Demulsification, though important, is however not the sole concern at remote field processing sites. Further considerations should be given to formulating a set of lubricating oils that are compatible for the compressors as well as the engines that power those compressors. This is because, at these remote sites, it is desirable to use the same oils to lubricate the compressors and the engines.

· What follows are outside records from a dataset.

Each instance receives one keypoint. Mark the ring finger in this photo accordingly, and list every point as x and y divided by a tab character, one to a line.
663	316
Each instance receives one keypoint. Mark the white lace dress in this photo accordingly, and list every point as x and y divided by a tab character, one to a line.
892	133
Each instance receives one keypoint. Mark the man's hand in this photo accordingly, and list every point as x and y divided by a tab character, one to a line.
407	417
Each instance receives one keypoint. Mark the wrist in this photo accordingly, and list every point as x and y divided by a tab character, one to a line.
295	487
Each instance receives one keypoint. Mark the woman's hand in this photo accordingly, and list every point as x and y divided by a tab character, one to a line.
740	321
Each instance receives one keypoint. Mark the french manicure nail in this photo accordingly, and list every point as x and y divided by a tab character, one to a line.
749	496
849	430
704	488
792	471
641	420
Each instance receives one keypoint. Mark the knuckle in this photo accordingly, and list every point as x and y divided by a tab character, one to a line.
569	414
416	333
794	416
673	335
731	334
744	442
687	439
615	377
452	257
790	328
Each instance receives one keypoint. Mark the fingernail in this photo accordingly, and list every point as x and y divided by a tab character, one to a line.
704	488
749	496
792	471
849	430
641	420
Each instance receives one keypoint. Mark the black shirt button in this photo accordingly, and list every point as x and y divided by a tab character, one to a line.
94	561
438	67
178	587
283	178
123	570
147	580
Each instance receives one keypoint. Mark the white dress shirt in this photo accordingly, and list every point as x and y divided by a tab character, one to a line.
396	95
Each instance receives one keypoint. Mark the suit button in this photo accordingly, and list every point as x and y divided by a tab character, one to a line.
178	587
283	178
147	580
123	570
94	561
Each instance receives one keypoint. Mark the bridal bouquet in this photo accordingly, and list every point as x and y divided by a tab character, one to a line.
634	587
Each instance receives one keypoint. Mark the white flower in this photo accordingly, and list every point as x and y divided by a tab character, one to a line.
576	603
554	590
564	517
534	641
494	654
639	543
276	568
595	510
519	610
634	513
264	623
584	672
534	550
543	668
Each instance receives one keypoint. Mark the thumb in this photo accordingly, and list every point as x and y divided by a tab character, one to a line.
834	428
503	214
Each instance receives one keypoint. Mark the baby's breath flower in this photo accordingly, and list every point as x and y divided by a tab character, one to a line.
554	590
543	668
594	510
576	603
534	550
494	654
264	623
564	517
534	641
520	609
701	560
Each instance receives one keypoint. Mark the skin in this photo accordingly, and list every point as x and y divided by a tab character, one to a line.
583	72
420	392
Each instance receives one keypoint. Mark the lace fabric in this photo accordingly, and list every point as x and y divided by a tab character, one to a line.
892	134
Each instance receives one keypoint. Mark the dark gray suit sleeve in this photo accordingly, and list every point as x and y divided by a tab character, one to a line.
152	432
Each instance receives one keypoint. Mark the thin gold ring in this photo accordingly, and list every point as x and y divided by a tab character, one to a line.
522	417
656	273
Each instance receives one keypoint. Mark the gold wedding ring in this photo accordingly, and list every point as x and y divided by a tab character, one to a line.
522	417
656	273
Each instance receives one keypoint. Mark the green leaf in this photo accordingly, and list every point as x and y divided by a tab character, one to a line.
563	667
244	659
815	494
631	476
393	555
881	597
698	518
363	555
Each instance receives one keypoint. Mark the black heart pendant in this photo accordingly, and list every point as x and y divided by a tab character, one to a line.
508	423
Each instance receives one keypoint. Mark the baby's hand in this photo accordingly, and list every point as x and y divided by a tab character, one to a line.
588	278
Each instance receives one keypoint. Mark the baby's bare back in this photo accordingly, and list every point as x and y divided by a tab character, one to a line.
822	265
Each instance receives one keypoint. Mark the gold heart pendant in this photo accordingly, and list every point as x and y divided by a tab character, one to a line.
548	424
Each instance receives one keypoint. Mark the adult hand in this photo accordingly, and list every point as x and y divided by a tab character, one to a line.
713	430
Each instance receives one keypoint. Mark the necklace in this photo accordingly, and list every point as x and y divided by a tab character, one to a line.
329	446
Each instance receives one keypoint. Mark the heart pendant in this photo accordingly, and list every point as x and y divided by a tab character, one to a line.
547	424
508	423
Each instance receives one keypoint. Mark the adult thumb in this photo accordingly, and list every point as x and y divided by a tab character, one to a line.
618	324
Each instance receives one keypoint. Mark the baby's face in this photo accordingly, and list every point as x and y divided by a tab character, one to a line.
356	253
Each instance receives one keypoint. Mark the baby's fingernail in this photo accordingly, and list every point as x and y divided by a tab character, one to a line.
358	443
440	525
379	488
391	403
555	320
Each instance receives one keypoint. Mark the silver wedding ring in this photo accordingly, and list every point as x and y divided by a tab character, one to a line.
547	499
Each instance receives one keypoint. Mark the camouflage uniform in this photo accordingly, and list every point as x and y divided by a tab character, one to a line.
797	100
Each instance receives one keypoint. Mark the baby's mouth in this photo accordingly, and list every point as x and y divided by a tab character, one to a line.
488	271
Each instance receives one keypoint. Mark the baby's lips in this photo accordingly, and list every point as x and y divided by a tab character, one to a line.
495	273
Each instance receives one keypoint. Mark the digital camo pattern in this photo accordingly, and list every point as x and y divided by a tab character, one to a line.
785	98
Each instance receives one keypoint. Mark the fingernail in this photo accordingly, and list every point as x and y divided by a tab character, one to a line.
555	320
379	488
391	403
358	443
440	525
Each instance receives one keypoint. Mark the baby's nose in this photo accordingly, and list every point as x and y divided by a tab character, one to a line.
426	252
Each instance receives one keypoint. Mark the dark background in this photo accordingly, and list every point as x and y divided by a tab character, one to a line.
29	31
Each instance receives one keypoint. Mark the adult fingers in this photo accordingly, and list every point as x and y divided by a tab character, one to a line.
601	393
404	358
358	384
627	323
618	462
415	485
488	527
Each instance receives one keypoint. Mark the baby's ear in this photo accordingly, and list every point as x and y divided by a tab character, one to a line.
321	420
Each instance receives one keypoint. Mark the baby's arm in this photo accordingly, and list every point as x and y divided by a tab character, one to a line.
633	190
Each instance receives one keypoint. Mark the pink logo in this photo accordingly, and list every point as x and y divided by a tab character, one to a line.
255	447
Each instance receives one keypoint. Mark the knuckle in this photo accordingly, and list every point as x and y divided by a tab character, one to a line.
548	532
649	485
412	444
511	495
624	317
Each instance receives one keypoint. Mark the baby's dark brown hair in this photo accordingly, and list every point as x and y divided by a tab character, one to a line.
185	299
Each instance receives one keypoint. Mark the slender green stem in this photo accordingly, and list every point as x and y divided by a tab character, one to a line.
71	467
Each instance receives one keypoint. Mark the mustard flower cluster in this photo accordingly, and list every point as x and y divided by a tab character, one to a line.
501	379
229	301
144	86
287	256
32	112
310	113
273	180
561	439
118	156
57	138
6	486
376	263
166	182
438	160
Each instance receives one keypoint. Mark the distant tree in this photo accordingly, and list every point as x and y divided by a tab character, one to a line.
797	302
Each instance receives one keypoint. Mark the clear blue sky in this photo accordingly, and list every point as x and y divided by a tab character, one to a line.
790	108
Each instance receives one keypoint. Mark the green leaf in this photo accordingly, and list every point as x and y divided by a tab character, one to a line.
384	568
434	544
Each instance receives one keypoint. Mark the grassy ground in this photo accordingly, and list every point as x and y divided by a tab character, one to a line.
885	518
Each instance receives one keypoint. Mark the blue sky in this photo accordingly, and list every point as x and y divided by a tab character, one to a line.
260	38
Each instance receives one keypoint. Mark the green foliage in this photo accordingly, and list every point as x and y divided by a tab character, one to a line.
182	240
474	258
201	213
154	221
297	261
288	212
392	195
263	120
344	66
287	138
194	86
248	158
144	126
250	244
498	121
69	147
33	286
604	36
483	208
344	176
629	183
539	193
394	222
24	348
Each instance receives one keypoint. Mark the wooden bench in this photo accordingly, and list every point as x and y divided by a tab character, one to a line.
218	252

Conventional lubricating oils are machine-specific. For example, with limited exceptions of some polyalphaolefin (PAO) and ester-based products, oils made with synthetic base stocks often cannot be mixed with products made with mineral oils even if they are designed for the same application. Moreover, some lubricants are incompatible because of differences in additive chemistry that might lead to undesirable chemical reactions, forming insoluble materials and depositing on sensitive machine surfaces. In its mildest form, adding the wrong lubricating oils to the equipment may lead to a degradation of lubricant performance. Even in that instance, however, unless the machine has never been previously oiled, the wrong lubricating oil is typically added to a vessel that already contains small amounts of the correct lubricating oil. Mixing the same grades of oils might not damage the engine, but it almost certainly will impede performance features that are provided by the intended lubricating oils. At the other end of the spectrum, adding the wrong oil to certain equipment may spell disaster, causing serve deposits, wear and filter plugging, and resulting in extensive damages.
A synchronized approach that lubricates compressors and engines with the same interchangeable oils would eliminate the risks associated with applying the wrong lubricating oils. This approach is especially desirable because it also avoids the need to stock different types of lubricating oils at or near the wellheads. This invention therefore further provides the method of using a single lubricating oil composition for the compressors and the natural gas engines that drive those compressors.